The best way to avoid complication is to keep fires from reaching project levels in the first place, Schaeffer said. He expects fire crews to be doing a lot more “preparation and anticipation” this year, pinpointing where fires are likely in the hopes of getting them under control before they spread. Aircraft also will probably be used more frequently to get fires contained more quickly than ground crews could do.

Geissler has spent a lot of time since the beginning of the pandemic thinking about how to handle operations if things do get out of control, though.

“As a former fire incident commander, I know that anytime you step away from what’s tried and true there’s always concern, and hope is never a strategy,” Geissler said.

If project fires do start this summer, Geissler said traditional base camps will look quite different, with enhanced sanitation measures and additional spacing in sleeping, eating and working spaces. Smaller crews are also possible, with several crews scattered strategically around a wildfire operation instead of one big camp. Those measures would help protect both firefighters and the communities they pass through, but Geissler said the “trade-off” would be less efficient communication between scattered crews.

Ultimately, Geissler said, fire crews will rely even more so than usual on the cooperation of local residents.
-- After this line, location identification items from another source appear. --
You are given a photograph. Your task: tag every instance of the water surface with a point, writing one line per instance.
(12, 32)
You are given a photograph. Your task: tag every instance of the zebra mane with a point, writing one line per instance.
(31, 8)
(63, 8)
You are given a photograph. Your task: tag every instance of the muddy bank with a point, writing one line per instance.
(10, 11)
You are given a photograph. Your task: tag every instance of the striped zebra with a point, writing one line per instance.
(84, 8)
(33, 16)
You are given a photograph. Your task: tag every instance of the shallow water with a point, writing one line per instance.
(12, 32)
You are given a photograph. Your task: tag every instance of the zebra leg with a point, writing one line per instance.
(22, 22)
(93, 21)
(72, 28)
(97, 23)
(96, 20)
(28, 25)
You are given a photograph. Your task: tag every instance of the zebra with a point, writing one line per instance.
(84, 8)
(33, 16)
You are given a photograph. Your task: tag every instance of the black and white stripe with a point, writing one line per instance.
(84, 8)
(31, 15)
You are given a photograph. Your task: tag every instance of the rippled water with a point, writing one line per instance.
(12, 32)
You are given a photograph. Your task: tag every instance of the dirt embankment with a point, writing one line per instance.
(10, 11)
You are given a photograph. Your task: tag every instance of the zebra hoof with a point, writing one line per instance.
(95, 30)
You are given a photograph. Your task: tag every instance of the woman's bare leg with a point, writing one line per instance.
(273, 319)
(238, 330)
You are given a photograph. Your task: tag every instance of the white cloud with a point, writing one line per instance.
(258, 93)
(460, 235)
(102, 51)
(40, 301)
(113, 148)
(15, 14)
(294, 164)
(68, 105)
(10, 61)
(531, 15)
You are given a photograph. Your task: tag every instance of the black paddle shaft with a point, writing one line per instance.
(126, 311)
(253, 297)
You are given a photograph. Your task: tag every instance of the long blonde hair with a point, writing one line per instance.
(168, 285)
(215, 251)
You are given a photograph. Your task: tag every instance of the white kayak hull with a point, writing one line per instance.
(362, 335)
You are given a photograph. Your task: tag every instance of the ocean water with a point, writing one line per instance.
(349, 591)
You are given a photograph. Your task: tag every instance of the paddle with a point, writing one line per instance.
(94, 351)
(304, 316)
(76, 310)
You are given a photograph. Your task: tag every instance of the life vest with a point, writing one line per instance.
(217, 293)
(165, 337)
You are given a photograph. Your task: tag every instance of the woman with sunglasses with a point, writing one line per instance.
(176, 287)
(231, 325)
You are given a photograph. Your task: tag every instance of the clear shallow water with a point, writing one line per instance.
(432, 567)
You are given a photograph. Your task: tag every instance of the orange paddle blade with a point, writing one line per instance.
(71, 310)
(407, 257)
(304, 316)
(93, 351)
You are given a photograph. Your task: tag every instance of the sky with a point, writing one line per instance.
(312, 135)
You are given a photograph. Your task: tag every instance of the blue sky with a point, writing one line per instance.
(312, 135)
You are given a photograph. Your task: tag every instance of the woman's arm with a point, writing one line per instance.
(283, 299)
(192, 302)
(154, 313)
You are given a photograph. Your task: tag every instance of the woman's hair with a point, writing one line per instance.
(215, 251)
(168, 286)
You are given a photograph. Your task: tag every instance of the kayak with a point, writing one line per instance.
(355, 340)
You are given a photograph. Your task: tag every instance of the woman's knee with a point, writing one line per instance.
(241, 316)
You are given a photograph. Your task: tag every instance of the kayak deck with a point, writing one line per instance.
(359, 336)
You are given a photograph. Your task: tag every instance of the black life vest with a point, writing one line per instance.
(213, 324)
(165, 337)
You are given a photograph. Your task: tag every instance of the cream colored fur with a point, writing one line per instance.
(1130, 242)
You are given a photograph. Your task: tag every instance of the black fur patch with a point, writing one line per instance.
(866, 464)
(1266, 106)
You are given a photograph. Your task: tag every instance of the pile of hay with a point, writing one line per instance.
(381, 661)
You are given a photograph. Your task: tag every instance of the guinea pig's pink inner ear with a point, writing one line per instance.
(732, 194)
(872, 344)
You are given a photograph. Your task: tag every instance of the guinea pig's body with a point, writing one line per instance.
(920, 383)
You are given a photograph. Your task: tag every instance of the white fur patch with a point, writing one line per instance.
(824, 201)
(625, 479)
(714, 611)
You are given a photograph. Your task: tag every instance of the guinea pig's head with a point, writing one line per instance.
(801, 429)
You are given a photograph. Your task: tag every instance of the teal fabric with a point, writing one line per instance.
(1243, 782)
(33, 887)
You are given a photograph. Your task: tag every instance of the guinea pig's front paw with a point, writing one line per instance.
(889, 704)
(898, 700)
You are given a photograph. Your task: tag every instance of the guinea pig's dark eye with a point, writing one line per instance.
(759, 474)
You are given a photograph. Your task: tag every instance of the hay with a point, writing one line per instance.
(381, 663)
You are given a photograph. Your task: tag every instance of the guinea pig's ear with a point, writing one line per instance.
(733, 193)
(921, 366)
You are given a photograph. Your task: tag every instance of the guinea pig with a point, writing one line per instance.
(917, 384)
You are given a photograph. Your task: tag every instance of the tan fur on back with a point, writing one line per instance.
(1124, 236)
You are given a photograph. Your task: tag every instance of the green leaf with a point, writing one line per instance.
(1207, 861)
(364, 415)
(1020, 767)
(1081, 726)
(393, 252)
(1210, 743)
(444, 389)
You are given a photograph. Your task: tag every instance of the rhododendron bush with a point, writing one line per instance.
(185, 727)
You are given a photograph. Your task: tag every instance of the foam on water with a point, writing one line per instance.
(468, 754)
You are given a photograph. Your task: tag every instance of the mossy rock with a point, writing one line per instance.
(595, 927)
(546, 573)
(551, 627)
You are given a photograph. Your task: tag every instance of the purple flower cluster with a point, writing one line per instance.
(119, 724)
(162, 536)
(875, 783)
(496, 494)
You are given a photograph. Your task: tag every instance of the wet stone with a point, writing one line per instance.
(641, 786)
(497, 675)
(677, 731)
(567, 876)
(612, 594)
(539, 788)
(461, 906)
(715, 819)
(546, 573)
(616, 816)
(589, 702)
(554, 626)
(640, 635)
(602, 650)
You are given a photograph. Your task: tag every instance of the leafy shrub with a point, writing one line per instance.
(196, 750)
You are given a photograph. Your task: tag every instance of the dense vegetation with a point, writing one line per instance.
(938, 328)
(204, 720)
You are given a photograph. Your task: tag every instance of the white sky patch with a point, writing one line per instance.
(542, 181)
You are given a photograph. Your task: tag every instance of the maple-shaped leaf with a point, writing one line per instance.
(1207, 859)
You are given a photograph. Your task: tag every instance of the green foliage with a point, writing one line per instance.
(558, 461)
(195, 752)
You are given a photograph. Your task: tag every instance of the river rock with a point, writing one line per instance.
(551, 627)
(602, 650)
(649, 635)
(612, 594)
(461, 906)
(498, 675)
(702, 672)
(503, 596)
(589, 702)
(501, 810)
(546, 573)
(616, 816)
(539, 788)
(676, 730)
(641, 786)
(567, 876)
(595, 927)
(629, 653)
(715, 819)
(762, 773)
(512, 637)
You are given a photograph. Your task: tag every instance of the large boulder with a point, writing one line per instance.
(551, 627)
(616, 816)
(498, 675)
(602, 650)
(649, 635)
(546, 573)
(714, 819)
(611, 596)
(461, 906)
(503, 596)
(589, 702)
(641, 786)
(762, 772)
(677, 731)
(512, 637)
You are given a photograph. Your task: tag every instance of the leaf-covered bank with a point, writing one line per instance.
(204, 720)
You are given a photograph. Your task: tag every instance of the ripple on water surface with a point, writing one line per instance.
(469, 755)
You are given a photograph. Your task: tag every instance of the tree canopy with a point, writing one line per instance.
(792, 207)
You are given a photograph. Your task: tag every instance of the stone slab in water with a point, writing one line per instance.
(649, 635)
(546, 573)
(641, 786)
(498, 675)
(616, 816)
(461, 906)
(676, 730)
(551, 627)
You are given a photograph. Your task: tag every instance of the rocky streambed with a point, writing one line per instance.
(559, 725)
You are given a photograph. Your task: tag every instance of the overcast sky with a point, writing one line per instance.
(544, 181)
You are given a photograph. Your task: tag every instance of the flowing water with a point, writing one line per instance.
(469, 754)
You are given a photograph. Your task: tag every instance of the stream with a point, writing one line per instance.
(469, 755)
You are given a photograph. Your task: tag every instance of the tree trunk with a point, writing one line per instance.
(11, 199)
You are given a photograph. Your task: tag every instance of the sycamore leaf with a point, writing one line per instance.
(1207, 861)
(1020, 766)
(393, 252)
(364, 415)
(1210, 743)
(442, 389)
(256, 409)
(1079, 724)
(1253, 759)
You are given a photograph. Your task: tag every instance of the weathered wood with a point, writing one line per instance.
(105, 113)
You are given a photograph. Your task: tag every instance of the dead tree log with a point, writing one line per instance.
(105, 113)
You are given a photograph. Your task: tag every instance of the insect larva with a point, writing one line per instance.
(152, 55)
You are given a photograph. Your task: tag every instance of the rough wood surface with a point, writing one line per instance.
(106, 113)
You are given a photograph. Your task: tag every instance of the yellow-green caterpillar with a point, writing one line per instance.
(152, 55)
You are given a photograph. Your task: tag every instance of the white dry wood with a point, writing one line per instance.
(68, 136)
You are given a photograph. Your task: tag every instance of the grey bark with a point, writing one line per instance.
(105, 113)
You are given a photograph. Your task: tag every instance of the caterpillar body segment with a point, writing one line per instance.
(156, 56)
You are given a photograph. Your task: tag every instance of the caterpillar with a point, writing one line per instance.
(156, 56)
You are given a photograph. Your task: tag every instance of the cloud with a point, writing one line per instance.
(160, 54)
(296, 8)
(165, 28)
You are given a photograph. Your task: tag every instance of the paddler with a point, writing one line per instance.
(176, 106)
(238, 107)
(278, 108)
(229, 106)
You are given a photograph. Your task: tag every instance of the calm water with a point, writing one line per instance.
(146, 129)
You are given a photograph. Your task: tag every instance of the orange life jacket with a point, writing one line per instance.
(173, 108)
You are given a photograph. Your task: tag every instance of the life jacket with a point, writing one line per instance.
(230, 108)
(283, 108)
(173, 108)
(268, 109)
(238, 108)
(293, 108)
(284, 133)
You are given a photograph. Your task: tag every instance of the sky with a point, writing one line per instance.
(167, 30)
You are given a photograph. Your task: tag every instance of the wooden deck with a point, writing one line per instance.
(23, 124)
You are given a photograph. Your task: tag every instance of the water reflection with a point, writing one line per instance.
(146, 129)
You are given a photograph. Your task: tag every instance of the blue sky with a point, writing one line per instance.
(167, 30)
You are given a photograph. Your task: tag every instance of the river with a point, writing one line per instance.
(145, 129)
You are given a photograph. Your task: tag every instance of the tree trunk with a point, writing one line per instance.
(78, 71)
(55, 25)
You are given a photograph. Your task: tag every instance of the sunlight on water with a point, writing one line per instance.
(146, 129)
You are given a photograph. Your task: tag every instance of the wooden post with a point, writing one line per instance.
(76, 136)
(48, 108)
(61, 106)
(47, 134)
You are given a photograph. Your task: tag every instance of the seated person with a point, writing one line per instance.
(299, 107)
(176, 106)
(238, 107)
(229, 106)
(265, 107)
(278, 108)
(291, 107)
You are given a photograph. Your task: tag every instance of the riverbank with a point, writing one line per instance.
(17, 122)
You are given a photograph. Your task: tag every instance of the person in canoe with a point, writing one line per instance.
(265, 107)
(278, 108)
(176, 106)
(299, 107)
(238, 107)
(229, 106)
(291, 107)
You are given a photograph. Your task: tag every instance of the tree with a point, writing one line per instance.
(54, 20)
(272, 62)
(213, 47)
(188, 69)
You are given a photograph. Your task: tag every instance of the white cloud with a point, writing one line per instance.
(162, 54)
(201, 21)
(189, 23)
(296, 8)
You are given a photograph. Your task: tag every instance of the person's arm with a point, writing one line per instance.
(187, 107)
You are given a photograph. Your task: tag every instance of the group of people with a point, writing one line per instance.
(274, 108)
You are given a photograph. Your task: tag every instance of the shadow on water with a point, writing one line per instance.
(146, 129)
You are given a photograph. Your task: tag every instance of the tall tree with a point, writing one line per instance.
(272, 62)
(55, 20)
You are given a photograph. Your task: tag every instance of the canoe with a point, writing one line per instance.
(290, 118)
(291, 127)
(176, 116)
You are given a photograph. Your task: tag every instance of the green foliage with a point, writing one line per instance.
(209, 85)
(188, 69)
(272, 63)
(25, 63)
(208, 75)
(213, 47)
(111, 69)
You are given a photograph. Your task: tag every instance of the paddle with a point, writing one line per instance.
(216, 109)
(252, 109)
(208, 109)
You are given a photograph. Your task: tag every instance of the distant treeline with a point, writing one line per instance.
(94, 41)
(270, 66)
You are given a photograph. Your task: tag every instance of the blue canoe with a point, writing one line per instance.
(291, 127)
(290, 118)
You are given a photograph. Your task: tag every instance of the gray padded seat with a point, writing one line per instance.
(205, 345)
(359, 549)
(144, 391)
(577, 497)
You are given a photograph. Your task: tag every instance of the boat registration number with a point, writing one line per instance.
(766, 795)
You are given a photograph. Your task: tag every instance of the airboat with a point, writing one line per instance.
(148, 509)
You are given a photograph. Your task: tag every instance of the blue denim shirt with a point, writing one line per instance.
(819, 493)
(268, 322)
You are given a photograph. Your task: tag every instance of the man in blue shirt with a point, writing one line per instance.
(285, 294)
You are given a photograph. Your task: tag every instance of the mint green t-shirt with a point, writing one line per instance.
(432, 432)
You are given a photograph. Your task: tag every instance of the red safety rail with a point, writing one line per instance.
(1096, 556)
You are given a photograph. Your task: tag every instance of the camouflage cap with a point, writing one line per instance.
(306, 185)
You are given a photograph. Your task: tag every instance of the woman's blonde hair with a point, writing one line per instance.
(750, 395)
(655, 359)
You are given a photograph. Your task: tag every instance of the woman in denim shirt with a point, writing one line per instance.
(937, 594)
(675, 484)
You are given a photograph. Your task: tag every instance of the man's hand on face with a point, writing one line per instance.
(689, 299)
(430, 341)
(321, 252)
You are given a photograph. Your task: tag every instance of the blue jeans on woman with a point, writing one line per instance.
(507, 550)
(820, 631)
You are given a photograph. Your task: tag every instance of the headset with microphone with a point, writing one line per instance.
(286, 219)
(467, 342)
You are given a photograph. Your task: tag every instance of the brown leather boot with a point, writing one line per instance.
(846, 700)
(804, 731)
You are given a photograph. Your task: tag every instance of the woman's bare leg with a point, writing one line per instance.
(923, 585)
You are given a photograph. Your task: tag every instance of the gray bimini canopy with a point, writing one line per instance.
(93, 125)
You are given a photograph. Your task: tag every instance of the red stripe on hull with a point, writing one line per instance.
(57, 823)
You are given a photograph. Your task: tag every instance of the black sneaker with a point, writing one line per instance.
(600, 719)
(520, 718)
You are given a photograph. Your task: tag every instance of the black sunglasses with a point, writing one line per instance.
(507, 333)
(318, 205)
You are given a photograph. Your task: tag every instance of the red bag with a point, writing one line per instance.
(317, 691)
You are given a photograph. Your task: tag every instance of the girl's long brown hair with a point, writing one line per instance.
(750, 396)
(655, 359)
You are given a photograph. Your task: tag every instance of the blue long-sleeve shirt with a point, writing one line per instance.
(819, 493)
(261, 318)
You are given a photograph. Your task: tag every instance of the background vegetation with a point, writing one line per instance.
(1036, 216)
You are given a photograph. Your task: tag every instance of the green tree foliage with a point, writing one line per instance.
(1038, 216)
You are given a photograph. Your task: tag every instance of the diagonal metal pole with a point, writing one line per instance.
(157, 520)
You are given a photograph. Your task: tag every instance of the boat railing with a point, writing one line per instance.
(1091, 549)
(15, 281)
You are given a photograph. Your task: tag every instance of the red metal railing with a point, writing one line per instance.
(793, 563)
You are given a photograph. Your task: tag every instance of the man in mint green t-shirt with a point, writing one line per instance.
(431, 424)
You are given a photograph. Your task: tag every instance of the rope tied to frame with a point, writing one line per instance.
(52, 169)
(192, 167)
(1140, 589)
He said the public should pay attention to that Smokey Bear messaging and educate themselves on risk factors for human-caused wildfires. It’s not always the obvious mistakes like leaving campfires unextinguished, Geissler said – simply mowing your lawn on a particularly dry day near a fuel source can spark a fire.

Spokane, like many cities across the West, has plenty of areas where wildlands and residential areas intermingle, known as wildland-urban interfaces. According to Matthew Carroll, a professor studying human response to fire at Washington State University, Spokane and its outlying communities are “no better, no worse” prepared for encroaching fires than the rest of the region. But, he said, there’s a lot of work to be done.

Fire has been part of ponderosa pine ecosystems, like the ones surrounding Spokane, for millennia, Carroll said. Humans got pretty good at completely suppressing fires within the last century, but that’s caused a problem in itself. Fuels have built up over decades without fires consuming them, so when fires inevitably can’t be suppressed, the fallout is devastating.

“We can’t put them all out,” Carroll said. “We need to adapt to living with fire rather than fighting against it.”

That means making sure WUIs are managed to reduce the risk of wildfires jumping to human developments. Such management strategies look different in each town, Carroll said, and typically require a concerted effort from institutions like city governments and the U.S. Forest Service as well as residents of those areas.

Carroll said he doesn’t know of any city doing nearly enough fuel reduction near residential zones, and Spokane is no exception. He sees a lot of trees and bushes very close to homes and fire-prone shake-style roofing all throughout the city. The Spokesman-Review reported in 2016 that nearly 18,000 homes in the Spokane area were highly vulnerable to wildfire, and Carroll thought not much has changed since then.

For those living in WUIs, Carroll said a lot of those precautions can be done yourself, including clearing a 30-foot radius of “defensible space” free of vegetation and debris around your home and replacing ornamental conifer trees with less-flammable ground-cover plants. The Spokane Conservation District runs a Firewise program that offers free fire risk assessments to Spokane County residents.

“These changes might be a gargantuan, yearslong project overall,” Carroll said. “But cities will be safer and save more money in the long run if we change our mindsets about fire now.”